SGLT2 inhibitors are moderately potent glucose-lowering drugs, can lead to weight loss and, overall, have a low risk of hypoglycaemia. Consistent with current licensing, all currently available SGLT2 inhibitors can only be initiated if estimated glomerular filtration rate (eGFR) is >60 mL/min/1.73 m2. If eGFR subsequently falls below 60 mL/min/1.73 m2, dapagliflozin should be stopped, and only lower doses are recommended for empagliflozin and canagliflozin. Further details can be found in the BNF and relevant SPCs.

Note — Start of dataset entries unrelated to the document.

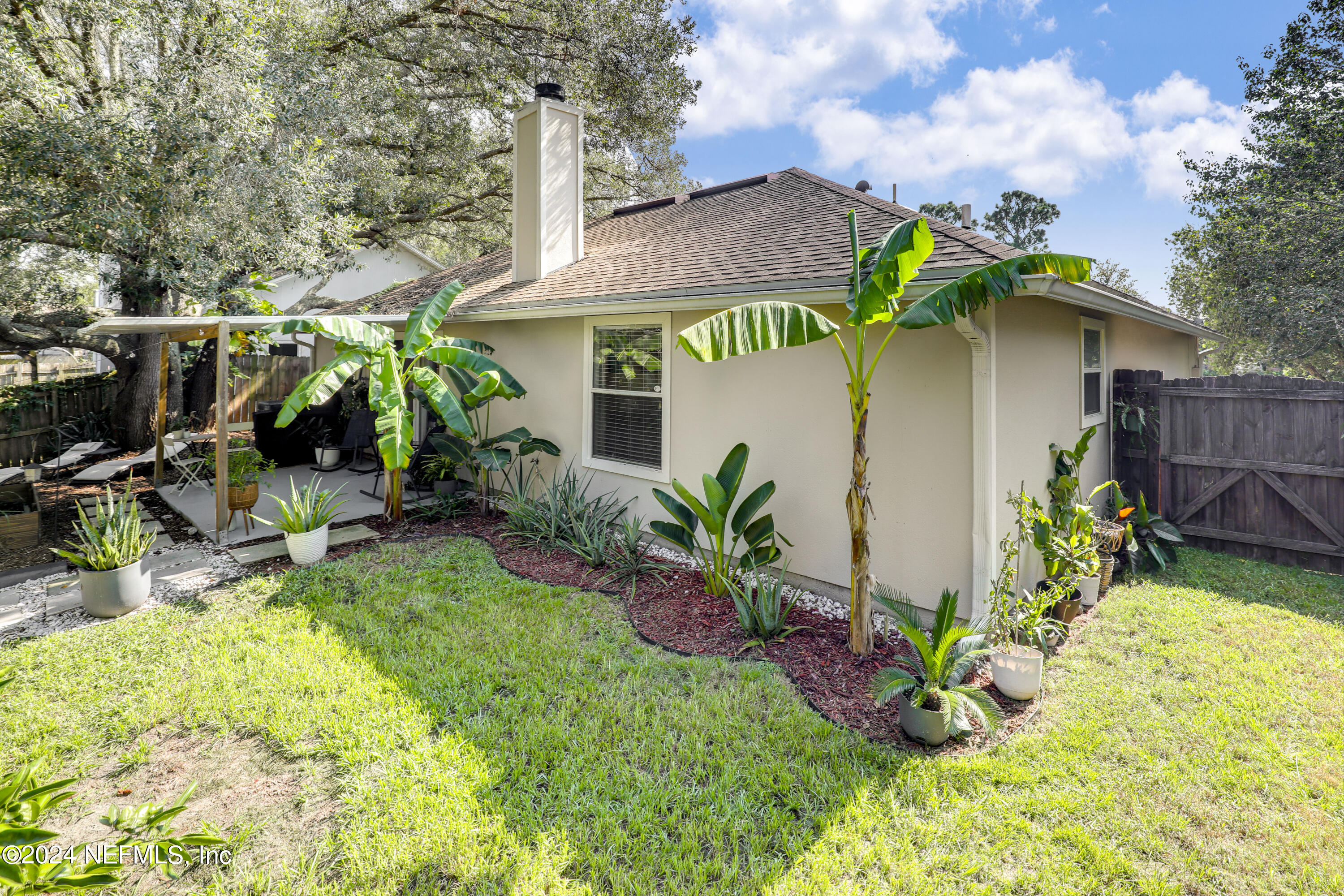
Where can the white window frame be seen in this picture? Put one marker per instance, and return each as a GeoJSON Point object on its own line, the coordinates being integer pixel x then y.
{"type": "Point", "coordinates": [663, 473]}
{"type": "Point", "coordinates": [1086, 420]}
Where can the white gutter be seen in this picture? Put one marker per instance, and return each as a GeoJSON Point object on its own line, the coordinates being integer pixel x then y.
{"type": "Point", "coordinates": [983, 457]}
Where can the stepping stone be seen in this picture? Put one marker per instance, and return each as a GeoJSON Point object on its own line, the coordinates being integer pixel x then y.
{"type": "Point", "coordinates": [73, 599]}
{"type": "Point", "coordinates": [10, 616]}
{"type": "Point", "coordinates": [258, 552]}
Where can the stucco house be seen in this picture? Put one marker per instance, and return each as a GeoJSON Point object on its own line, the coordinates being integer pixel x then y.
{"type": "Point", "coordinates": [959, 417]}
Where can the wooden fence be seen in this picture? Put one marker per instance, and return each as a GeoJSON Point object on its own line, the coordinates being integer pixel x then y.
{"type": "Point", "coordinates": [264, 378]}
{"type": "Point", "coordinates": [26, 431]}
{"type": "Point", "coordinates": [1250, 465]}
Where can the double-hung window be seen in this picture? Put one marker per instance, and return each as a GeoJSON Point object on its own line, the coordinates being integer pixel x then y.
{"type": "Point", "coordinates": [1092, 354]}
{"type": "Point", "coordinates": [627, 404]}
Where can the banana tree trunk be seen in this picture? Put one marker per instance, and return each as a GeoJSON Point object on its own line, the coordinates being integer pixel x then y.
{"type": "Point", "coordinates": [393, 495]}
{"type": "Point", "coordinates": [861, 583]}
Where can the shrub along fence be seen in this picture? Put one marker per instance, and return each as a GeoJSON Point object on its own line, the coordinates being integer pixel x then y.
{"type": "Point", "coordinates": [1250, 465]}
{"type": "Point", "coordinates": [30, 412]}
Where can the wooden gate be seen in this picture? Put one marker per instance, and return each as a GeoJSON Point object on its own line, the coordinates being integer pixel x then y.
{"type": "Point", "coordinates": [263, 378]}
{"type": "Point", "coordinates": [1250, 465]}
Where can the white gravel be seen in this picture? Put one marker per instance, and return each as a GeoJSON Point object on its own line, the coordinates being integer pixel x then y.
{"type": "Point", "coordinates": [31, 620]}
{"type": "Point", "coordinates": [822, 605]}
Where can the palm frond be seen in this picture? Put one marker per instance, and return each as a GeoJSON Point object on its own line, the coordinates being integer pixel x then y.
{"type": "Point", "coordinates": [980, 706]}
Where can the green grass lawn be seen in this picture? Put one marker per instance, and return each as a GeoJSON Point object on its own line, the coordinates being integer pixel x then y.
{"type": "Point", "coordinates": [492, 735]}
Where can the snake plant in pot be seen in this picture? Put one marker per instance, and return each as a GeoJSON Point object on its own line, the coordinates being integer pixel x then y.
{"type": "Point", "coordinates": [108, 555]}
{"type": "Point", "coordinates": [306, 519]}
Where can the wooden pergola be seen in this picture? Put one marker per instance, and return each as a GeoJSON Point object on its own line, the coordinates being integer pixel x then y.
{"type": "Point", "coordinates": [189, 330]}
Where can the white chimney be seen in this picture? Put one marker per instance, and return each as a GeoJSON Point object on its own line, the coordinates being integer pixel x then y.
{"type": "Point", "coordinates": [547, 185]}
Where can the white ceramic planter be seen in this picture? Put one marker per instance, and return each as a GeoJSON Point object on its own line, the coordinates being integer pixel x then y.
{"type": "Point", "coordinates": [925, 726]}
{"type": "Point", "coordinates": [1018, 675]}
{"type": "Point", "coordinates": [307, 548]}
{"type": "Point", "coordinates": [1089, 587]}
{"type": "Point", "coordinates": [113, 593]}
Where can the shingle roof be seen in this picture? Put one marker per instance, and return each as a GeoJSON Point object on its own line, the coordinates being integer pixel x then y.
{"type": "Point", "coordinates": [789, 228]}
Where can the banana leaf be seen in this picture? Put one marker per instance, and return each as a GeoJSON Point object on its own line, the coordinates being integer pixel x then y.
{"type": "Point", "coordinates": [987, 285]}
{"type": "Point", "coordinates": [757, 327]}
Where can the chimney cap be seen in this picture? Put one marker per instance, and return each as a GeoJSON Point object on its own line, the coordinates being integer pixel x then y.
{"type": "Point", "coordinates": [550, 90]}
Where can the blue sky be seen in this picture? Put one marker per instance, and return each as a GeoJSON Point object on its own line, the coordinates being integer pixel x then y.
{"type": "Point", "coordinates": [1085, 104]}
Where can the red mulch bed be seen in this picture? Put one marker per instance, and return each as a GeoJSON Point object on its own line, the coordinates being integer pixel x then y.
{"type": "Point", "coordinates": [682, 617]}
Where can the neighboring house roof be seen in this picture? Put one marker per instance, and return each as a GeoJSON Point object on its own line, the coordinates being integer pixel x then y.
{"type": "Point", "coordinates": [776, 232]}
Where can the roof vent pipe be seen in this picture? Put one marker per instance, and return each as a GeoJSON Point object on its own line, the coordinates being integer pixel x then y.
{"type": "Point", "coordinates": [550, 90]}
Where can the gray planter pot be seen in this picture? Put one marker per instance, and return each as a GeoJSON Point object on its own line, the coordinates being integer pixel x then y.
{"type": "Point", "coordinates": [113, 593]}
{"type": "Point", "coordinates": [924, 726]}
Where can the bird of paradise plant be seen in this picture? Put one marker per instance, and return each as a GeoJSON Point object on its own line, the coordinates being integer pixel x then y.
{"type": "Point", "coordinates": [877, 283]}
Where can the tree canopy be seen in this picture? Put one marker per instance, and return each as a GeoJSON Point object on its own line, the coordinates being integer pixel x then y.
{"type": "Point", "coordinates": [1021, 221]}
{"type": "Point", "coordinates": [1262, 265]}
{"type": "Point", "coordinates": [197, 142]}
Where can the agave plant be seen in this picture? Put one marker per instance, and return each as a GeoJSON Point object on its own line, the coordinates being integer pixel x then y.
{"type": "Point", "coordinates": [877, 283]}
{"type": "Point", "coordinates": [941, 661]}
{"type": "Point", "coordinates": [761, 609]}
{"type": "Point", "coordinates": [113, 539]}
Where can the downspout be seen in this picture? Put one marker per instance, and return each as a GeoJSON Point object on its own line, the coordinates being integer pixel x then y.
{"type": "Point", "coordinates": [983, 461]}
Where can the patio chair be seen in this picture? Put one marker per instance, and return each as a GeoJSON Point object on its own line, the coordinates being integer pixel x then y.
{"type": "Point", "coordinates": [425, 448]}
{"type": "Point", "coordinates": [362, 433]}
{"type": "Point", "coordinates": [73, 456]}
{"type": "Point", "coordinates": [189, 468]}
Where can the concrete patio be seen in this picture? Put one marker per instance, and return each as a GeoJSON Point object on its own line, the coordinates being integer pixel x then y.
{"type": "Point", "coordinates": [198, 504]}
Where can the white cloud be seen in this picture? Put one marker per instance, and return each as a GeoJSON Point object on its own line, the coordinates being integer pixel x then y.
{"type": "Point", "coordinates": [768, 60]}
{"type": "Point", "coordinates": [1041, 125]}
{"type": "Point", "coordinates": [1182, 117]}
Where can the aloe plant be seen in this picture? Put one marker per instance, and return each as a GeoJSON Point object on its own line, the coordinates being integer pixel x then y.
{"type": "Point", "coordinates": [877, 283]}
{"type": "Point", "coordinates": [113, 539]}
{"type": "Point", "coordinates": [307, 509]}
{"type": "Point", "coordinates": [941, 663]}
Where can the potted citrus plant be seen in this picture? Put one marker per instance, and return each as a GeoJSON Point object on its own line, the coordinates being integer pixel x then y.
{"type": "Point", "coordinates": [245, 472]}
{"type": "Point", "coordinates": [306, 520]}
{"type": "Point", "coordinates": [108, 556]}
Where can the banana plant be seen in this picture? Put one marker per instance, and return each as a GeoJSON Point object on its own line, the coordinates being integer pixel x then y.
{"type": "Point", "coordinates": [878, 276]}
{"type": "Point", "coordinates": [393, 374]}
{"type": "Point", "coordinates": [719, 562]}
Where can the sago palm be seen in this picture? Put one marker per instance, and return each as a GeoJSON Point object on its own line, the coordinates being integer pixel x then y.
{"type": "Point", "coordinates": [941, 663]}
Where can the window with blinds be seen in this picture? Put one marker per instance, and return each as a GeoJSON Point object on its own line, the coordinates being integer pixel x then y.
{"type": "Point", "coordinates": [628, 394]}
{"type": "Point", "coordinates": [1092, 355]}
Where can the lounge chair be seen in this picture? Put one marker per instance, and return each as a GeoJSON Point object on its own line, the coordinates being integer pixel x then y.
{"type": "Point", "coordinates": [108, 469]}
{"type": "Point", "coordinates": [73, 456]}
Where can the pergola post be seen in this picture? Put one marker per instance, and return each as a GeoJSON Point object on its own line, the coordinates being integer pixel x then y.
{"type": "Point", "coordinates": [163, 412]}
{"type": "Point", "coordinates": [222, 432]}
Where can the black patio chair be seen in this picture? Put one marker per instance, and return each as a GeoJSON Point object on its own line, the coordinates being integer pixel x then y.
{"type": "Point", "coordinates": [362, 433]}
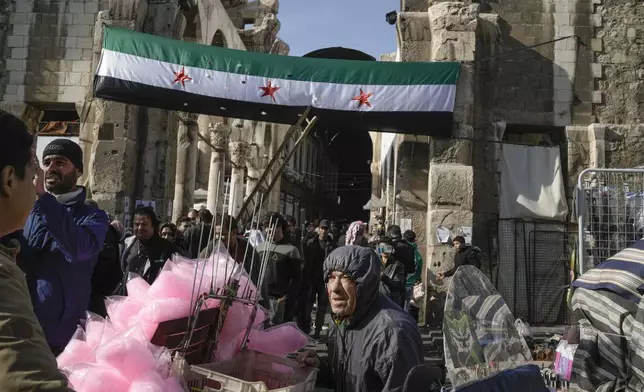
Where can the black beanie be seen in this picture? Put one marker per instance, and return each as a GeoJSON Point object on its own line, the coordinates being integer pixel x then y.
{"type": "Point", "coordinates": [65, 148]}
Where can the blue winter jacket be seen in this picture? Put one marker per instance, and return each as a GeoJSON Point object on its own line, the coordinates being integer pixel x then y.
{"type": "Point", "coordinates": [60, 247]}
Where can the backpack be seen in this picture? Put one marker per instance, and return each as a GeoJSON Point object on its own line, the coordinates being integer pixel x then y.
{"type": "Point", "coordinates": [473, 256]}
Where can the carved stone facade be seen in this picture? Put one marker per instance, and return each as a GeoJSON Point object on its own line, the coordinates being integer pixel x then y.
{"type": "Point", "coordinates": [49, 50]}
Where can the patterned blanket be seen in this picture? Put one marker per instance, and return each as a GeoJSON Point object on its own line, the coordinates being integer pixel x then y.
{"type": "Point", "coordinates": [610, 356]}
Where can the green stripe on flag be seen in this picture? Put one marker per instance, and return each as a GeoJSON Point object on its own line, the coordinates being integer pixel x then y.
{"type": "Point", "coordinates": [276, 66]}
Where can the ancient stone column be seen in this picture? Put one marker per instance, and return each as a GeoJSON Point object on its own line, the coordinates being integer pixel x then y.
{"type": "Point", "coordinates": [254, 171]}
{"type": "Point", "coordinates": [238, 156]}
{"type": "Point", "coordinates": [219, 135]}
{"type": "Point", "coordinates": [184, 185]}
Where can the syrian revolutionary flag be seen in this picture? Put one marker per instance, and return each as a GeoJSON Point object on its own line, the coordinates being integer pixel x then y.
{"type": "Point", "coordinates": [158, 72]}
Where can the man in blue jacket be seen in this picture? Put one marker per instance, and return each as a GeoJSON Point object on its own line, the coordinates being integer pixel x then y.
{"type": "Point", "coordinates": [63, 237]}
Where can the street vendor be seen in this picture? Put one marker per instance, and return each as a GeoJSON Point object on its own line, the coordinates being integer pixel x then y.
{"type": "Point", "coordinates": [374, 343]}
{"type": "Point", "coordinates": [145, 253]}
{"type": "Point", "coordinates": [26, 362]}
{"type": "Point", "coordinates": [63, 237]}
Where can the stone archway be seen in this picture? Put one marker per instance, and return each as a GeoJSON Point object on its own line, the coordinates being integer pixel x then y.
{"type": "Point", "coordinates": [356, 180]}
{"type": "Point", "coordinates": [219, 39]}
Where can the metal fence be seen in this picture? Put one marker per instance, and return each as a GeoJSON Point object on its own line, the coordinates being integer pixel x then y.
{"type": "Point", "coordinates": [532, 268]}
{"type": "Point", "coordinates": [610, 213]}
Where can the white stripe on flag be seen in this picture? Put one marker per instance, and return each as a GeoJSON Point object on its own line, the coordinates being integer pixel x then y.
{"type": "Point", "coordinates": [333, 96]}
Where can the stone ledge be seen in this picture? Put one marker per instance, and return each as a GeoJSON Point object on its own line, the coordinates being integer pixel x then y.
{"type": "Point", "coordinates": [451, 186]}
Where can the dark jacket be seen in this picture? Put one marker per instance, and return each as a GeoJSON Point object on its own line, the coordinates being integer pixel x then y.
{"type": "Point", "coordinates": [26, 363]}
{"type": "Point", "coordinates": [59, 252]}
{"type": "Point", "coordinates": [468, 255]}
{"type": "Point", "coordinates": [376, 349]}
{"type": "Point", "coordinates": [392, 283]}
{"type": "Point", "coordinates": [245, 254]}
{"type": "Point", "coordinates": [283, 275]}
{"type": "Point", "coordinates": [147, 260]}
{"type": "Point", "coordinates": [405, 254]}
{"type": "Point", "coordinates": [315, 252]}
{"type": "Point", "coordinates": [196, 239]}
{"type": "Point", "coordinates": [107, 273]}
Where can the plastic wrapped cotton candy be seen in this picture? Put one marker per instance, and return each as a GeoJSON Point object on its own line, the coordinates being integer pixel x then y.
{"type": "Point", "coordinates": [165, 309]}
{"type": "Point", "coordinates": [234, 329]}
{"type": "Point", "coordinates": [123, 312]}
{"type": "Point", "coordinates": [149, 382]}
{"type": "Point", "coordinates": [137, 288]}
{"type": "Point", "coordinates": [92, 378]}
{"type": "Point", "coordinates": [98, 330]}
{"type": "Point", "coordinates": [172, 285]}
{"type": "Point", "coordinates": [128, 355]}
{"type": "Point", "coordinates": [279, 341]}
{"type": "Point", "coordinates": [173, 385]}
{"type": "Point", "coordinates": [77, 351]}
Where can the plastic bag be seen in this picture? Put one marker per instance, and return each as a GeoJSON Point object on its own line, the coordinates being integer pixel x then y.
{"type": "Point", "coordinates": [278, 341]}
{"type": "Point", "coordinates": [123, 312]}
{"type": "Point", "coordinates": [137, 288]}
{"type": "Point", "coordinates": [564, 358]}
{"type": "Point", "coordinates": [523, 328]}
{"type": "Point", "coordinates": [93, 378]}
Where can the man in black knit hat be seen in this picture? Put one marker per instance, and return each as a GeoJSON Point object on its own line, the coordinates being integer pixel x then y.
{"type": "Point", "coordinates": [62, 239]}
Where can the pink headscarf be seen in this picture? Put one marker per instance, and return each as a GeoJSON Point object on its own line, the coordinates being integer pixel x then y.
{"type": "Point", "coordinates": [119, 227]}
{"type": "Point", "coordinates": [355, 229]}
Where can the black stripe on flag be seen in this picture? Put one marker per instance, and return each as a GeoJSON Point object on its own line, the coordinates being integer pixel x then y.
{"type": "Point", "coordinates": [437, 124]}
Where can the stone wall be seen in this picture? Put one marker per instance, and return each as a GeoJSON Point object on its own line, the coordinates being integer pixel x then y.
{"type": "Point", "coordinates": [50, 43]}
{"type": "Point", "coordinates": [619, 62]}
{"type": "Point", "coordinates": [536, 85]}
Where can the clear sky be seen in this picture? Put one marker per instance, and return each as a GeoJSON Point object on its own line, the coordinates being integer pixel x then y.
{"type": "Point", "coordinates": [308, 25]}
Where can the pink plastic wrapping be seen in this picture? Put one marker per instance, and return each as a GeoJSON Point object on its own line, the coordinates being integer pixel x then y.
{"type": "Point", "coordinates": [137, 288]}
{"type": "Point", "coordinates": [279, 341]}
{"type": "Point", "coordinates": [149, 382]}
{"type": "Point", "coordinates": [76, 352]}
{"type": "Point", "coordinates": [123, 311]}
{"type": "Point", "coordinates": [234, 329]}
{"type": "Point", "coordinates": [165, 309]}
{"type": "Point", "coordinates": [93, 378]}
{"type": "Point", "coordinates": [172, 385]}
{"type": "Point", "coordinates": [128, 356]}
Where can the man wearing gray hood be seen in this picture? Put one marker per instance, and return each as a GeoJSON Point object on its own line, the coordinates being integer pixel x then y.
{"type": "Point", "coordinates": [374, 343]}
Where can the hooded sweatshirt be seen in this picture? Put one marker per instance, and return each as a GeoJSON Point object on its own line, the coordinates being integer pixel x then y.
{"type": "Point", "coordinates": [62, 239]}
{"type": "Point", "coordinates": [26, 363]}
{"type": "Point", "coordinates": [374, 350]}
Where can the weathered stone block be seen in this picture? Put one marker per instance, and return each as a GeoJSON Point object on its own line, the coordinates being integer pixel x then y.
{"type": "Point", "coordinates": [450, 219]}
{"type": "Point", "coordinates": [79, 31]}
{"type": "Point", "coordinates": [73, 54]}
{"type": "Point", "coordinates": [598, 97]}
{"type": "Point", "coordinates": [81, 66]}
{"type": "Point", "coordinates": [21, 29]}
{"type": "Point", "coordinates": [114, 164]}
{"type": "Point", "coordinates": [76, 8]}
{"type": "Point", "coordinates": [451, 186]}
{"type": "Point", "coordinates": [91, 7]}
{"type": "Point", "coordinates": [83, 43]}
{"type": "Point", "coordinates": [15, 41]}
{"type": "Point", "coordinates": [84, 19]}
{"type": "Point", "coordinates": [16, 65]}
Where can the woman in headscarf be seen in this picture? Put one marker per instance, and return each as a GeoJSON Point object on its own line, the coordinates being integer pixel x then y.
{"type": "Point", "coordinates": [355, 235]}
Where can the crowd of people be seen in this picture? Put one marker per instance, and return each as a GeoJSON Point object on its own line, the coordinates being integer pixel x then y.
{"type": "Point", "coordinates": [61, 255]}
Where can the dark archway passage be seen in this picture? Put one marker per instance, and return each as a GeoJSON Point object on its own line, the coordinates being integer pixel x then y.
{"type": "Point", "coordinates": [351, 150]}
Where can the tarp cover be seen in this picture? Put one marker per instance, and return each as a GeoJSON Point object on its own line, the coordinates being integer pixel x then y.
{"type": "Point", "coordinates": [532, 184]}
{"type": "Point", "coordinates": [159, 72]}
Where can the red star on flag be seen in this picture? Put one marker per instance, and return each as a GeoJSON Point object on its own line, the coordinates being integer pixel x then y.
{"type": "Point", "coordinates": [363, 98]}
{"type": "Point", "coordinates": [269, 90]}
{"type": "Point", "coordinates": [181, 77]}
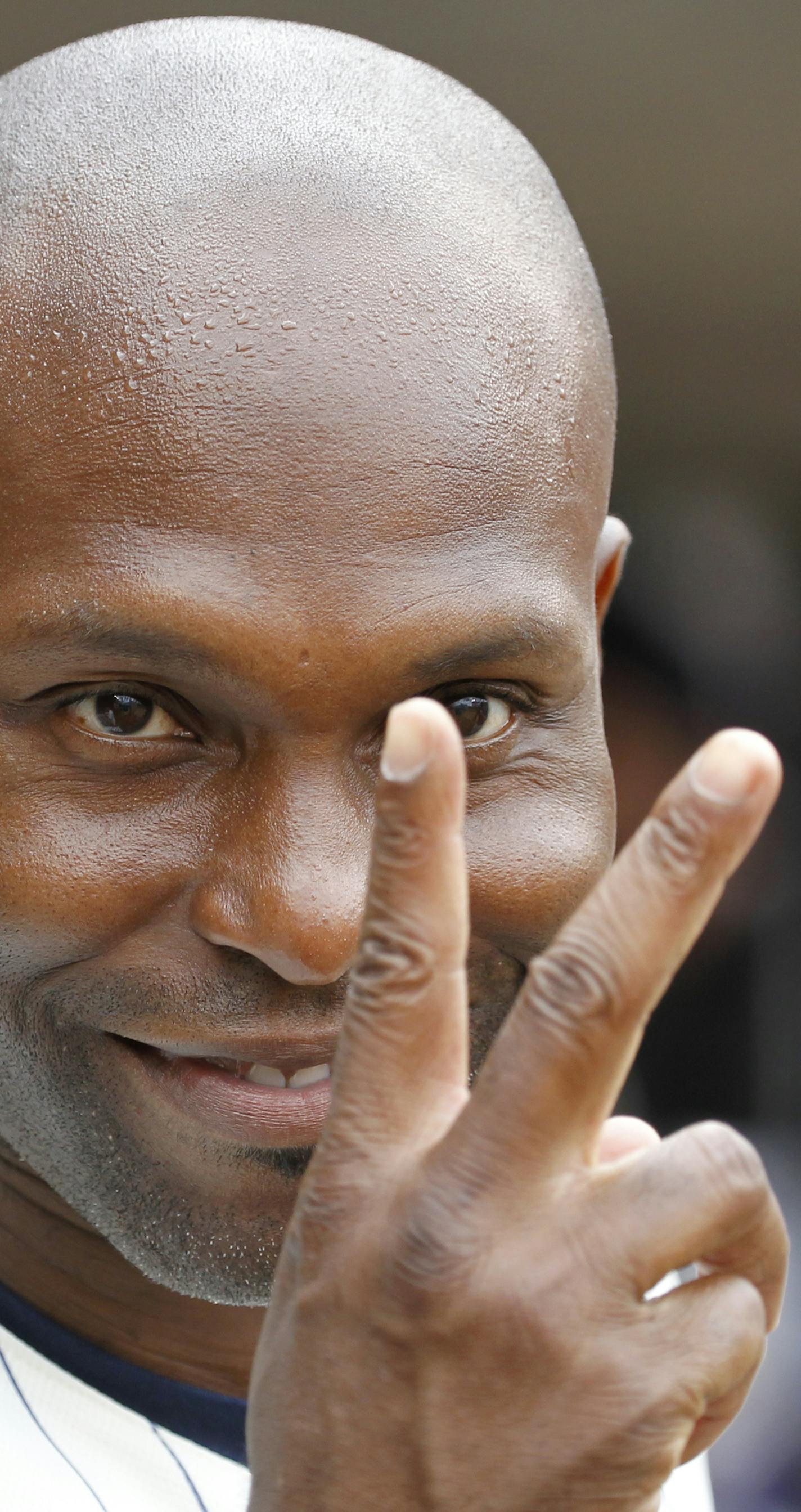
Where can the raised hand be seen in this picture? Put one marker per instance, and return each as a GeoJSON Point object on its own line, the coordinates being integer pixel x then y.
{"type": "Point", "coordinates": [460, 1317]}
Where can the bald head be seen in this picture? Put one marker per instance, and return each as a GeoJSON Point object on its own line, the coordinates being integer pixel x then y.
{"type": "Point", "coordinates": [306, 404]}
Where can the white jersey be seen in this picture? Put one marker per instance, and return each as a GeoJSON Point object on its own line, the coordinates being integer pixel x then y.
{"type": "Point", "coordinates": [85, 1432]}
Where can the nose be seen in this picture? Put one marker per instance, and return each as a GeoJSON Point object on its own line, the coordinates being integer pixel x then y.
{"type": "Point", "coordinates": [286, 883]}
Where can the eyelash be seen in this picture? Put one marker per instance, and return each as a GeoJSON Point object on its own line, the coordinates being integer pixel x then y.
{"type": "Point", "coordinates": [158, 696]}
{"type": "Point", "coordinates": [520, 701]}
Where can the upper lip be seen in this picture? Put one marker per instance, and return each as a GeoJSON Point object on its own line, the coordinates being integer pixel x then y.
{"type": "Point", "coordinates": [285, 1055]}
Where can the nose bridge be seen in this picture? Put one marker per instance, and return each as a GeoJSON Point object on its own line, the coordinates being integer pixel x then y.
{"type": "Point", "coordinates": [287, 873]}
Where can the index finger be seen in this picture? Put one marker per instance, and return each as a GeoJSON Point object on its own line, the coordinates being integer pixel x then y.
{"type": "Point", "coordinates": [560, 1062]}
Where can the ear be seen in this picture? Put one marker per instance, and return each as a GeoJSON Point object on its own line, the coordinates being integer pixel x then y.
{"type": "Point", "coordinates": [611, 554]}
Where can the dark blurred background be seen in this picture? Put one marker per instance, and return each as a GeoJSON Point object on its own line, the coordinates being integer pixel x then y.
{"type": "Point", "coordinates": [674, 132]}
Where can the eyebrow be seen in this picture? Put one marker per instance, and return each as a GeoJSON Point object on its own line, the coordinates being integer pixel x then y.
{"type": "Point", "coordinates": [84, 625]}
{"type": "Point", "coordinates": [523, 640]}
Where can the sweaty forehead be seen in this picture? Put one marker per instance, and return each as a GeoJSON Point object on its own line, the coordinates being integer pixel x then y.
{"type": "Point", "coordinates": [353, 329]}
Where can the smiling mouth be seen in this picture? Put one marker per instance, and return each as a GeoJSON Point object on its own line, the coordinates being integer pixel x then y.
{"type": "Point", "coordinates": [276, 1098]}
{"type": "Point", "coordinates": [263, 1075]}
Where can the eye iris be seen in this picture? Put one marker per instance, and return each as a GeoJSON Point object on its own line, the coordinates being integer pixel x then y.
{"type": "Point", "coordinates": [123, 712]}
{"type": "Point", "coordinates": [470, 712]}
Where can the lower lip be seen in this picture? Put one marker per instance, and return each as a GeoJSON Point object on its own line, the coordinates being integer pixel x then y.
{"type": "Point", "coordinates": [269, 1118]}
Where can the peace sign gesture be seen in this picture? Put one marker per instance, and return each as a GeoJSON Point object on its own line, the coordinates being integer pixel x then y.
{"type": "Point", "coordinates": [460, 1316]}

Importantly, empagliflozin and canagliflozin have proven CV benefit from the landmark EMPA-REG OUTCOME (empagliflozin) study (Zinman et al, 2015) and CANVAS (canagliflozin) trial programme (Neal et al, 2017). Empagliflozin demonstrated significant reductions in CV death, all-cause death and hospitalisation for heart failure compared with placebo in a high CV risk population. Similarly, canagliflozin demonstrated a significant reduction in a primary composite CV endpoint as well as a reduction in hospitalisation for heart failure, again in a high CV risk population. Both drugs also demonstrated a small, but statistically significant, reduction in the progression of renal disease.
Propelled by these pivotal studies, SIGN 154 recommends that SGLT2 inhibitors with proven CV benefit (currently only empagliflozin and canagliflozin) should be preferentially considered in those with type 2 diabetes and established CV disease.
Adverse effects of SGLT2 inhibitors include genital mycotic infections and, to a lesser extent, urinary tract infections. Osmotic symptoms, such as thirst and polyuria, may also be encountered. Hypotension and dizziness may also occur owing to intravascular volume depletion.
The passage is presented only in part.